Estos días hemos vivido un curioso acontecimiento. Una sociedad británica ha galardonado, con una medalla al mérito, a un perro de la Guardia Civil, llamado Ajax, porque tuvo la habilidad de avisar ante un explosivo evitando una catástrofe. Han paseado al perro por los plató de televisión, se han escuchado marchas militares, le han puesto la medalla, la gente le aplaudía con fervor, pero el pobrecillo, nada. No decía esta boca es mía, ni una sonrisa, ni una lágrima. Parecía que la cosa no fuera con él.

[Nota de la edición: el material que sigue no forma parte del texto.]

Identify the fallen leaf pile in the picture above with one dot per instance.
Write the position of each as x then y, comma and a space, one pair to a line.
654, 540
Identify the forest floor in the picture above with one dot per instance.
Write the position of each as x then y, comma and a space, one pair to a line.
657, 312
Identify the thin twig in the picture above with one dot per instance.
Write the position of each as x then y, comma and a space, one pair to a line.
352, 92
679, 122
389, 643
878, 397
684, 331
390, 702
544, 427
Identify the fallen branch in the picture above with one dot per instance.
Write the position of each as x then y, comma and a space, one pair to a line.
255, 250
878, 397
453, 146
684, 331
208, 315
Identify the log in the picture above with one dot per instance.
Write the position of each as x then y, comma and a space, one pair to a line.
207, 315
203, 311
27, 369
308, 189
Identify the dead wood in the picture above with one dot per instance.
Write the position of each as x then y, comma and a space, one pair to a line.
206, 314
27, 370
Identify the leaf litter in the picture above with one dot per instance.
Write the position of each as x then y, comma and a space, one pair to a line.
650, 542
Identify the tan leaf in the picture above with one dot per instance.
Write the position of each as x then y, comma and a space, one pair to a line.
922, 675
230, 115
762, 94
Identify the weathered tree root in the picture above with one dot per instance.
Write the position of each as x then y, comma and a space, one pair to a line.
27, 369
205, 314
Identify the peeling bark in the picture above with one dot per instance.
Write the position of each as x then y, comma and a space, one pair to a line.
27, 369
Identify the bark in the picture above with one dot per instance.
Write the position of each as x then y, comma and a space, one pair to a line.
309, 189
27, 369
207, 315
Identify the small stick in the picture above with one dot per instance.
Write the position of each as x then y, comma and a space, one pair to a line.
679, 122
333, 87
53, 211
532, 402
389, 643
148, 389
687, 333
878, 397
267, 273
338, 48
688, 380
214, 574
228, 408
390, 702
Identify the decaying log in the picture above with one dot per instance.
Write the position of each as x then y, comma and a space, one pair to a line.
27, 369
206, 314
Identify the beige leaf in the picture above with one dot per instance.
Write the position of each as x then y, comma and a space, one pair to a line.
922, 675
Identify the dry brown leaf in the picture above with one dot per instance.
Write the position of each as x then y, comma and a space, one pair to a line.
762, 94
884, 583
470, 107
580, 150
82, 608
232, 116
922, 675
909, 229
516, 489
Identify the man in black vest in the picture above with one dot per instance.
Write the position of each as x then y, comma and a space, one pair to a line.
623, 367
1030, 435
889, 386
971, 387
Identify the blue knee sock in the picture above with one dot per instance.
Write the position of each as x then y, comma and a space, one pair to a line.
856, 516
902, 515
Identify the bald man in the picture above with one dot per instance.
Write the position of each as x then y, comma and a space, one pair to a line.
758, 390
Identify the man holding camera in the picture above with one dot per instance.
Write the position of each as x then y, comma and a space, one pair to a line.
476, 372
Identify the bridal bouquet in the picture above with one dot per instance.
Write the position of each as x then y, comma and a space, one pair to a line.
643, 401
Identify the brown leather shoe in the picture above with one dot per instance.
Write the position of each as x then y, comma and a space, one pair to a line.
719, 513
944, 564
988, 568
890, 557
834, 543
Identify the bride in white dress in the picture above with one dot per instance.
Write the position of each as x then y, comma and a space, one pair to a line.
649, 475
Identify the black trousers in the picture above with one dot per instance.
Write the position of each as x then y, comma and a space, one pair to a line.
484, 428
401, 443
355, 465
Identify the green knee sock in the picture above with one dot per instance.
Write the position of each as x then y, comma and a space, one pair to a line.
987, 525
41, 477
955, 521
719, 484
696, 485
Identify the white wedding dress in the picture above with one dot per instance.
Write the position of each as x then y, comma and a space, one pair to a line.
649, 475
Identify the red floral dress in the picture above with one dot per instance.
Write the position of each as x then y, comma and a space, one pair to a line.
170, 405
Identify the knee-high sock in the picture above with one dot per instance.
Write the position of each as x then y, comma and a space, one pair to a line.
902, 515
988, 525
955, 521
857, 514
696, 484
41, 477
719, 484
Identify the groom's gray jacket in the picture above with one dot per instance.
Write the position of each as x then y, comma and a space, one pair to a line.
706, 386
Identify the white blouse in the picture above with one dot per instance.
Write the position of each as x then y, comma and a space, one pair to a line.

Naturalmente como la escultura de Miguel Ángel, el perro no podía hablar, ni reaccionar, ni agradecer los elogios, porque no tiene espíritu. Aquí está la gran diferencia entre el mundo inanimado, el mundo animal y el ser humano. En el hombre hay un alma y por eso puede reír, puede llorar, puede agradecer, puede hablar. ¡Qué hermosura la presencia de Rafa Nadal en el podio, recibiendo el trofeo, besando la bandera, llorando, riendo, dando las gracias a todo el mundo! 

La grandeza del ser humano radica precisamente en esto, en que lleva dentro de sí el espíritu que ha puesto en él el Creador. Y este espíritu está ahí desde el mismo momento de su concepción. ¿Cómo es posible que a seres humanos, no nacidos, se los considere en nada y por tanto se los destruya? Si el estar delante de un trozo de mármol tan bello, nos debe producir admiración, si el estar delante de un perro como Ajax nos debe emocionar, ¿qué deberíamos sentir ante un ser humano que lleva el espíritu de Dios, y que puede reír, llorar y agradecer? Todo esto nos debe hacer comprender qué malos somos cuando no respetamos toda vida humana, desde sus inicios hasta su final.